THE DAY SHE DISAPPEARED

by Christobel Kent

Pub Date: March 6th, 2018
ISBN: 978-0-374-27955-4
Publisher: Sarah Crichton/Farrar, Straus and Giroux

A young woman seeks to identify a murderer when violence strikes her sleepy village.

When party girl Beth sends a text saying she’s met the love of her life up north, where she's taking care of her sick mother, and won’t be coming back to her barmaid job, pub owner Janine is exasperated but not terribly surprised. This sort of spur-of-the-moment decision seems in character. But Beth's best friend and fellow barmaid, Natalie, is skeptical, and soon she and Janine realize that something is wrong; Beth is missing. Then, Victor, an old man and regular at the pub, falls near his caravan, and a young man who was one of Beth’s many conquests is found drowned in the river, his hands tied with pieces of cloth that turn out to have Beth’s blood on them. There is a film crew on set nearby, flooding the pub with strangers, and a cameraman who is keeping a very close eye on Nat, plus Victor’s daughter arrives with her son, fleeing an abusive marriage. Nat sees threats everywhere, but the local police don’t really believe that there’s anything wrong. She must consider everything she knows about Beth as well as face some of her own secrets as she tries to discover the truth.
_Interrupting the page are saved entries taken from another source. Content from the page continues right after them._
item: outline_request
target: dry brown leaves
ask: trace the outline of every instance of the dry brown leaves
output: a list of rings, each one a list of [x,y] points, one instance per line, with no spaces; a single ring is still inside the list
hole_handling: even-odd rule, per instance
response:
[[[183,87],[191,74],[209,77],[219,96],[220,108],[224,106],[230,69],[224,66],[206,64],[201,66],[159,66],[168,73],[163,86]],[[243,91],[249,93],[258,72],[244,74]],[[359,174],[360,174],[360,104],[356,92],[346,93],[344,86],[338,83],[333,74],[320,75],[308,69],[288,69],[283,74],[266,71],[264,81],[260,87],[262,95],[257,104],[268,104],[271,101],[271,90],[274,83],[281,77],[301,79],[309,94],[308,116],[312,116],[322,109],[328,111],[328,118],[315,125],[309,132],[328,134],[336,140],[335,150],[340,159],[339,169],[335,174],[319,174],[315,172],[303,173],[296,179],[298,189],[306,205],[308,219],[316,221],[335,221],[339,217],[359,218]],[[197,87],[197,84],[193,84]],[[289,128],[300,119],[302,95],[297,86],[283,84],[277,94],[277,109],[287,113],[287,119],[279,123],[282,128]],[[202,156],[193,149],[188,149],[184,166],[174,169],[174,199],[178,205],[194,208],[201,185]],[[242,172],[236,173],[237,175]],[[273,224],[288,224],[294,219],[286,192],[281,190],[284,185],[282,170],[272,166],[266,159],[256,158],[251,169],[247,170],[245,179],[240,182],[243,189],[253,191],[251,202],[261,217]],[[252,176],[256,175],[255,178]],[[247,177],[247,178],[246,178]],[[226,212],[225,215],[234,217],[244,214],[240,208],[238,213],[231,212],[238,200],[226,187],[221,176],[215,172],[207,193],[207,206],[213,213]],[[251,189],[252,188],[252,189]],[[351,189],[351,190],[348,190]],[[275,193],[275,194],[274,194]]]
As with many recent thrillers, there is an element of gaslighting in Kent’s novel; while Nat is convinced that Beth has met a bad end, many people think she's just being paranoid, and plenty of people express the rather common sentiment that Beth was at fault since she tended to sleep with men casually and indiscriminately. The novel does little to truly counter these stereotypes, however. Kent (The Loving Husband, 2016, etc.) seems to be the victim of her own formula, and neither the characters nor the mystery satisfy or captivate.

Disappointing; this book lacks the quiet menace and nuanced tension of Kent's previous novels.